Dunque, poco importa all’autocrate di Mosca se grotteschi sono stati i referendum con cui quattro regioni del Donbass sono state integrate nella madre Russia, esito scontato, percentuali stellari, e scintillante parata imperiale. Perfetto per un leader messo militarmente alle strette dopo aver sperato di occupare la capitale nemica con un blitz di una manciata di giorni. E poco importa se le auto-proclamate annessioni riguardino in realtà degli "Oblast" in buona parte riconquistati dalla controffensiva di Kiev; se i votanti erano sollecitati a esprimersi accompagnati casa per casa da uomini armati; se le schede venivano raccolte in urne trasparenti; se centinaia di migliaia di abitanti di quelle aree erano già fuggiti abbandonando le regioni orientali; se milioni hanno votato per la "storica svolta" stando in Russia; se le truppe di occupazione non sono state certo accolte da folle entusiaste dopo che le loro case erano state distrutte; e se gli "osservatori internazionali" (di certo neutrali) erano stati invitati dai capi scissionisti.
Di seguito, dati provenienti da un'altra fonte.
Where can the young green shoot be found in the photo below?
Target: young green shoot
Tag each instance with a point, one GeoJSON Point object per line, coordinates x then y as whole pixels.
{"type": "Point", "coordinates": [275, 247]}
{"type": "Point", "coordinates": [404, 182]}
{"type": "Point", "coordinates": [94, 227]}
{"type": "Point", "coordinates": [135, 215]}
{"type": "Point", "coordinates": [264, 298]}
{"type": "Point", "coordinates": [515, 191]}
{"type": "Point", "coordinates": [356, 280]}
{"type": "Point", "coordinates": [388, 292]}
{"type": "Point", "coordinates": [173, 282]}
Cristallino esempio di democrazia in salsa putiniana.
Così come la falsa narrazione della minoranza russa che stava correndo il pericolo dell’estinzione, quando in realtà negli ultimi due-tre anni le vittime della guerra civile, iniziata dopo l’illegale autoproclamazione delle repubbliche, erano state poche decine; e l’altrettanto spiccia spiegazione che già c’erano stati 14’000 morti, senza mai specificare che le vittime si contavano su entrambi i fronti. Da otto anni soldati russi camuffati e con divise anonime (i cosiddetti "omini verdi") presidiavano le regioni contese, con un po’ di milizie al seguito tipo la Wagner, i paramilitari finanziati da Mosca. Paramilitari di estrema destra dai metodi spicci. Un loro ex comandante, Marat Gabidullin, che alla fine scrive nella sua biografia: "Lasciavo il Donbass con un sentimento di frustrazione e delusione. Mi ero reso conto in fretta quanto fosse falsa e illusoria la presunta nobile causa che sosteneva di difendere gli interessi della Russia di fronte alle ingerenze di una potenza straniera ostile". Sicuramente un prezzolato da Nato ed Europa, per i sostenitori della "verità ufficiale". E che dire del comandante ceceno Razman Kadyrov, il feroce alleato di Putin nella sanguinosa strage della sua gente, che oggi chiede all’amico di Mosca di sfoderare le armi nucleari tattiche ("a bassa intensità", sic). Uno messo a regnare sulle macerie insanguinate di Grozny. Con ogni mezzo, ha del resto insistito Putin. Contro l’Occidente definito "demoniaco".